Les worked at Eureka Rexall for one year and also at Woodward Pharmacy in Aberdeen for one year. It was always Les’s dream to own a second pharmacy in Eureka. Emanuel Heilman, Les’s dad, bought the Lyric Theatre on Main Street from Walt Wenzel in 1949. The former Nora’s Nook was his dad’s photo studio. The old theater building was remodeled by Harold, Les’s brother, and Les. They also made their own fixtures. Les and his brother, Harold, opened Heilman Drug and Studio in 1949. Harold was the photographer, Elsie the bookkeeper and sales person and Les as the pharmacist. Harold Heilman died in 1966 and the store was changed to Heilman Drug. The store was completely destroyed by fire in 1972. Les rebuilt and reopened the store several months later. He sold Heilman Drug in 1989 to Jack Weber, forty years after he started the business. Les witnessed monumental changes in the pharmacy profession. At the beginning of his career, many prescriptions were compounded. These drugs needed to be ground and placed in gel capsules. All ointments were dispensed in the same manner. Every label needed to be typed and applied to the bottle or jar. Every prescription needed to be hand recorded and filed. Heilman Drug was open 7 days a week. It was not unusual to be open until midnight on Saturday night. He was on 24/7 call. He was on call for holidays and week-ends. It was not at all unusual to be called out of bed in the middle of the night. He would have to go to the pharmacy and fill doctor’s orders. Many golf games were interrupted during this time. Heilman Drug started with Hallmark greeting cards, a photo finishing dept., Fenton Glassware, Frankoma pottery, a soda fountain, DuBarry Cosmetics and a large Veterinary Department. He was associated with Walgreen’s for a number of years until all of its franchise stores were discontinued. Sale times were an opportunity to purchase one item for regular price and get the second for one cent. Les had taken a course in college for window display. This was quite evident in the unique displays as seen in the large window in the store. In the early years, he used mostly crepe paper and streamers for decorations. He also had unusual ceiling displays.
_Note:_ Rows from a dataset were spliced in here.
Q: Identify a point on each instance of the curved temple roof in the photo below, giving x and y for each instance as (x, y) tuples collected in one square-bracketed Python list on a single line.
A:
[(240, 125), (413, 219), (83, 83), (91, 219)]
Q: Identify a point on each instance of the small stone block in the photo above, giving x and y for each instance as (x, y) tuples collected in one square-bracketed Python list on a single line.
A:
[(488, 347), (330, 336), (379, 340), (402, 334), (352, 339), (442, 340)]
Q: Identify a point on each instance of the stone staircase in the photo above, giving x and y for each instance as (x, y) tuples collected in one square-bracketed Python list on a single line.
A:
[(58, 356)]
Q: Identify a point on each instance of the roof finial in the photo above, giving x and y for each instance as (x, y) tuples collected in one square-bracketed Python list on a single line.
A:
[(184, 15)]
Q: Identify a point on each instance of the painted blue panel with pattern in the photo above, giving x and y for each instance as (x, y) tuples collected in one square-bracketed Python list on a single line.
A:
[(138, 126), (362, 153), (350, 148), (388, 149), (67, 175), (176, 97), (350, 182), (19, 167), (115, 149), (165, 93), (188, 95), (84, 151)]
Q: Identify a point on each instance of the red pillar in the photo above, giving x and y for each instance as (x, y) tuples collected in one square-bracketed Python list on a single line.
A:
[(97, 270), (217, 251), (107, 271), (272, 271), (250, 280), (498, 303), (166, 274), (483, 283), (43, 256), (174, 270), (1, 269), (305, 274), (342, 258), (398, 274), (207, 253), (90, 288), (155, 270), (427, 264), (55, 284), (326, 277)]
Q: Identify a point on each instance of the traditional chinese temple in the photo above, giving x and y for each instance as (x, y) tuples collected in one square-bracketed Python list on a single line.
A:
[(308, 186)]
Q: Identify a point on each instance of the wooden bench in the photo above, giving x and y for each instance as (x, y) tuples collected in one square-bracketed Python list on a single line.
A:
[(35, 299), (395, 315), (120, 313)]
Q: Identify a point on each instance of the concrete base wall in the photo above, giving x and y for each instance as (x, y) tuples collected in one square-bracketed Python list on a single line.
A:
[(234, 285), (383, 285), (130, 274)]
Les’s family shared his love of the sciences. His sister, Priscilla Zenk, was also a pharmacist. His sons, James and Warren, both earned PhD’s in agronomy and meteorology respectively. Elsie and Les have been blessed with five granddaughters.

Elsie and Les have many fond memories of living on 11th Street. The blocks were full of children that played on the street. All the neighbors were close friends and enjoyed many good memories at the country club. Les was also known as a man with a great sense of humor and innocent pranks. Les enjoyed golf and raising beautiful roses. They are enjoying their retirement years.

Story courtesy of the Northwest Blade, Eureka, SD.